AI in the Eyes of Semiconductor
Abstract:
Semiconductor
chips enabling the Artificial Intelligence products and systems. The higher
technology nodes enabled higher integration capability and hence provides a
road-map of improved products and systems over a period of time. Over the next
couple of decades, the technological developments around storage and processing
power will enable some innovative products that we know and love today, such as
Netflix’s recommendation engine or self-driving cars. In general, the AI
systems comprises of two major functionalities namely machine learning and then
the inference. Both these functions need specific set of computation and
storage needs to enable the target application in an effective way.
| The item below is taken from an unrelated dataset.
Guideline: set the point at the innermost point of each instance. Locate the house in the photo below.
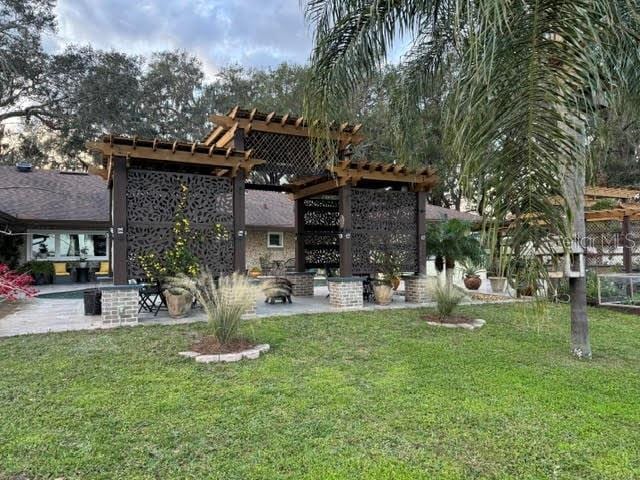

This blog
talks about machine learning and inference concepts, scope of semiconductor
chips in AI systems and types of different chips to enable based on the
applications.
What is Machine
Learning?
Machine
Learning is a major field in data science. In simple words Data science encompasses preparing
data for analysis, including cleansing, aggregating, and manipulating the data
to perform advanced data analysis. The amount of data to be analyzed is growing
leaps and bounds in current applications and hence necessitating the need of
machine interference in data analysis. Just to visualize the amount data, take
an example of how e-commerce platforms like Amazon, Flipcart or Netflix comes
up of interested or probable items to buy when user login. This is done through
tracking his items he searches/orders(learning) and then trying to infer what
items he may be interested.
Machine
learning can also be treated as a branch of artificial intelligence
(AI) and computer science which focuses on the use of data and algorithms
to imitate the way that humans learn, gradually improving its accuracy. Machine
learning is an important component of the growing field of data science. Through
the use of statistical methods, algorithms are trained to make classifications
or predictions, uncovering key insights within data mining projects. These
insights subsequently drive decision making within applications and businesses.
Let us
briefly look into how machine learning works or in other wards what are the
basic functionalities involved in the aspect of machine learning. One can
classify the into basic 7 steps in this machine learning
The three
major building blocks of a Machine Learning system are the model, the
parameters, and the learner.
- Model is the system which makes predictions
- The parameters are the factors which are considered by the model to make predictions
- The learner makes the adjustments in the parameters and the model to align the predictions with the actual results
To put the
same thing in another way to simplify the explanation to suit the
implementation …
An ML
lifecycle can be broken up into two main, distinct parts. The first is the training
phase, in which an ML model is created or “trained” by running a specified
subset of data into the model. ML inference is the second phase, in
which the model is put into action on live data to produce actionable output.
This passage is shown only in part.